[97-04]Galant EAxA/W - [EAxx] Zawieszenie przednie, diagnoza luzów, stukanie w zawi
KamilZ - 04-12-2013, 10:09
Fragu napisał/a: | KamilZ, a masz pewność, że to od zawiechy te dźwięki? Może coś pod maską się poluzowało? Głośno myślę. |
Szukalem ale nic nie znalazlem. Dziwne jest to ze mi stukalo przez cztery dni i prawie przestalo na jakies trzy i znowu stuka i to glosno.
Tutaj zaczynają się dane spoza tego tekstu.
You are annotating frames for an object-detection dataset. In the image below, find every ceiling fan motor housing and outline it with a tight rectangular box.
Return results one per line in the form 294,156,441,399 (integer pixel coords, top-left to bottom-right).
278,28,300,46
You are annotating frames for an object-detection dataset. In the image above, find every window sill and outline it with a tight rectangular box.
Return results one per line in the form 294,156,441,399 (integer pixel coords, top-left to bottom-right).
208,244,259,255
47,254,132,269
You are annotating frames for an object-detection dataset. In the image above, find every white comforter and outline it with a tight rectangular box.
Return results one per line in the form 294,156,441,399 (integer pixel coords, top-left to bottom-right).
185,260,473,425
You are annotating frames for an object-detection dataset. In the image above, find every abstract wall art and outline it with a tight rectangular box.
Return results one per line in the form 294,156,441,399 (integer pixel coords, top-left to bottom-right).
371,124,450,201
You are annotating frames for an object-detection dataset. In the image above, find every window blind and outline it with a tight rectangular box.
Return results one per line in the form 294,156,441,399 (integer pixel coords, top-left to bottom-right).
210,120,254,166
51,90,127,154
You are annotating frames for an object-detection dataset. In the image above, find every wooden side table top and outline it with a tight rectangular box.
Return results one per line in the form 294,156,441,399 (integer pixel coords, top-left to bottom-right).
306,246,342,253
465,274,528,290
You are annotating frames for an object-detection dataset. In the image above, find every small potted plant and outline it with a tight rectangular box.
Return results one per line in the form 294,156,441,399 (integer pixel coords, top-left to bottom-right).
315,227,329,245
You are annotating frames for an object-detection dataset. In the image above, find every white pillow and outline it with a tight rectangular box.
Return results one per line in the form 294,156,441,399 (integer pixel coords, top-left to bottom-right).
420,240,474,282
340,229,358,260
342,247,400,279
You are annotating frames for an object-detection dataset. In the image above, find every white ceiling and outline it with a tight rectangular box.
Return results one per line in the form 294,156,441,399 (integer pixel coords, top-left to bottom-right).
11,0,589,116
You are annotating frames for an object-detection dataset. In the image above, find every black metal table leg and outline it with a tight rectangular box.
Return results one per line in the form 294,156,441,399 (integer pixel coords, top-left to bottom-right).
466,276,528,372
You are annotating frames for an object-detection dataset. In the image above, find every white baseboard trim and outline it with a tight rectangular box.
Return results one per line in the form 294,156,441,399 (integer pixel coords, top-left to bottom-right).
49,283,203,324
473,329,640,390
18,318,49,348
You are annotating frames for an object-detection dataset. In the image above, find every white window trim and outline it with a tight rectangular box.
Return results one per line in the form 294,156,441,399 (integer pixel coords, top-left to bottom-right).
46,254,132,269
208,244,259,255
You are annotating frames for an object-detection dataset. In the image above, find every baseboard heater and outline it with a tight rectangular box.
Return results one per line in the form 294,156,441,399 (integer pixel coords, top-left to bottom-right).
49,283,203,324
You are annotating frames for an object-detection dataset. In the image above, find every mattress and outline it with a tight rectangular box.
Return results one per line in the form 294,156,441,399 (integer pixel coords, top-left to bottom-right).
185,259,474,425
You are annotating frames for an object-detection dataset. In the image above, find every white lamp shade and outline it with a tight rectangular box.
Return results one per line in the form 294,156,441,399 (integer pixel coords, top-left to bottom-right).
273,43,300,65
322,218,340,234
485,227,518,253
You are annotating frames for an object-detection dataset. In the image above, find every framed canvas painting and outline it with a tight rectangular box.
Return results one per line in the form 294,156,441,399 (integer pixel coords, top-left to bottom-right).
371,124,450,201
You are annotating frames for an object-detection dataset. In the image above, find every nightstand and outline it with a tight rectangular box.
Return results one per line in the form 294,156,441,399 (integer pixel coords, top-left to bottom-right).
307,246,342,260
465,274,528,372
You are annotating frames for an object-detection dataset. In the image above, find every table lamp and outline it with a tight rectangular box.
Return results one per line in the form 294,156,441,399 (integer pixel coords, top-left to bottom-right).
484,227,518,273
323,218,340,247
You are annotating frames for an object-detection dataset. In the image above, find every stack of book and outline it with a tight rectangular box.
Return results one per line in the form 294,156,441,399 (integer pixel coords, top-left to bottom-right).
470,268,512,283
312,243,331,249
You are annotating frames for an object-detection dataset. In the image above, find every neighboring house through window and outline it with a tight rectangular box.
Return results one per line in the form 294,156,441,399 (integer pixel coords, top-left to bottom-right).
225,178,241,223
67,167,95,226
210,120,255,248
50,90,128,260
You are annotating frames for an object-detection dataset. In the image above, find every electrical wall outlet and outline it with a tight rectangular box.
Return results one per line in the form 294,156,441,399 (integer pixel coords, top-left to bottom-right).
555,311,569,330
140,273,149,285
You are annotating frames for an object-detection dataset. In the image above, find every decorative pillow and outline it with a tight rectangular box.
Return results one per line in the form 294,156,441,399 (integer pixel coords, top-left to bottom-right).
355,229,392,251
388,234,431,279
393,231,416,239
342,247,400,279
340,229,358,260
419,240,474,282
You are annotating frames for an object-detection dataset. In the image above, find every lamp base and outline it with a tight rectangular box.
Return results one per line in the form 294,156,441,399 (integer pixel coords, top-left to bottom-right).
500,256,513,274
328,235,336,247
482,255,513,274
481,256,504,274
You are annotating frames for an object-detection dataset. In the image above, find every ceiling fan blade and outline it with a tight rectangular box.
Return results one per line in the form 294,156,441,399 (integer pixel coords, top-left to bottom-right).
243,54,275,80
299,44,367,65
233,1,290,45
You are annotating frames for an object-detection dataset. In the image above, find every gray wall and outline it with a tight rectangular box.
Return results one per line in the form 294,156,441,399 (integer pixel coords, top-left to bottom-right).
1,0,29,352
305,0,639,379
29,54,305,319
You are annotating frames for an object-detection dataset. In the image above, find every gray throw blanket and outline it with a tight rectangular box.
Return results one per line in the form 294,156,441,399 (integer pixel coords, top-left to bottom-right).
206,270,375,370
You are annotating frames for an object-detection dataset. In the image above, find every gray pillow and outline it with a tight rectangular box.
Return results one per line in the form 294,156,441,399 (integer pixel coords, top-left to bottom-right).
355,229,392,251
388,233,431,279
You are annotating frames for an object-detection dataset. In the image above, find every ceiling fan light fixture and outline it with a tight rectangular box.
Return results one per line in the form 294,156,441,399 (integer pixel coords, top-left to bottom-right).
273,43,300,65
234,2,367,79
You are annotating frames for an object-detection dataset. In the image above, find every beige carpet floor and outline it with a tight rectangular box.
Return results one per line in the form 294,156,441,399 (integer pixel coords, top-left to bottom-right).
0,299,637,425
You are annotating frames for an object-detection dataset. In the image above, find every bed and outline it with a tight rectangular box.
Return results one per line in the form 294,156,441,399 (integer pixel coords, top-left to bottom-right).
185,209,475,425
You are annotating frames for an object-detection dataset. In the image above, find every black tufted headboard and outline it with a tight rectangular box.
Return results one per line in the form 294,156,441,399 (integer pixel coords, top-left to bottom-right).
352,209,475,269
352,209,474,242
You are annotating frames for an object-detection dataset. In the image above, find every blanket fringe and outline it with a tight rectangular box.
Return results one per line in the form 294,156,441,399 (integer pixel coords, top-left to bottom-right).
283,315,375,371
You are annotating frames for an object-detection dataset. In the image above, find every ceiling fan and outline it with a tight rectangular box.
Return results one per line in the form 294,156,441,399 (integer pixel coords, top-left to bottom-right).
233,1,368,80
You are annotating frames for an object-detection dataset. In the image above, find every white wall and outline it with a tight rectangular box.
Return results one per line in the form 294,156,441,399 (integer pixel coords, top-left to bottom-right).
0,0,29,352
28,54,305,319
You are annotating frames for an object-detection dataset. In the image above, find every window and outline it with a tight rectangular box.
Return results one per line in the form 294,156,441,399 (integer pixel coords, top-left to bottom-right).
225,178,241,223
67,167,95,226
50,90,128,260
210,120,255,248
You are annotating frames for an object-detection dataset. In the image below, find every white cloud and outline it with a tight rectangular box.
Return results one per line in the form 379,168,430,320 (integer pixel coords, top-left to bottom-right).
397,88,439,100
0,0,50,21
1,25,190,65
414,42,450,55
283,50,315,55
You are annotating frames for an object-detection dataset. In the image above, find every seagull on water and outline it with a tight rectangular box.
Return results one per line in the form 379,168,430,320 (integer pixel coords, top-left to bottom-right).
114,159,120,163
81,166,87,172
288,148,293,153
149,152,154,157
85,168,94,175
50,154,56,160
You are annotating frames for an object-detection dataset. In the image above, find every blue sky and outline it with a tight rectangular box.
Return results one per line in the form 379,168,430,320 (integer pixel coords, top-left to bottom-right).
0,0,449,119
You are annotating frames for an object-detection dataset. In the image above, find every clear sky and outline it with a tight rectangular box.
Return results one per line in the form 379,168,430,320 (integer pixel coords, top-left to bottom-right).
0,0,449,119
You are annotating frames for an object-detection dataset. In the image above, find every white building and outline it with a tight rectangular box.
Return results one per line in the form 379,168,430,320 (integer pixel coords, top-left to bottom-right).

Przez chwile myslalem ze puszka od filtra powietrza sie urwala ale jednak nie.
arturj123 - 04-12-2013, 10:26
KamilZ napisał/a: | zestaw naprawczy do amortyzatora |
Ktoś to praktykuje? Nie wydaje mi się, by amortyzatory Galanta były regenerowalne.
Ciężko wróżyć z fusów. U mnie kiedyś irytujące stukanie i skrzypienie powodował ...zamek od klapy. Przesmarowałem czymś i spokój.
Może nagraj to stukanie czymś lepszym niż "kalkulator" i będzie prościej coś powiedzieć
KamilZ - 04-12-2013, 10:36
Może nagraj to stukanie czymś lepszym niż "kalkulator" i będzie prościej coś powiedzieć[/quote]
ok spróbuje.
Fragu - 04-12-2013, 15:39
KamilZ, wez Andrzeja - zrobimy jakiegos mini spota i sie poszuka
KamilZ - 04-12-2013, 16:28
Spoko ale najlepiej w tym tygodniu bo na poniedzialek sie umowilem do mechanika a nie chce zeby mnie naciagneli bo juz za amorki powiedzieli mi 280 zl za sztuke.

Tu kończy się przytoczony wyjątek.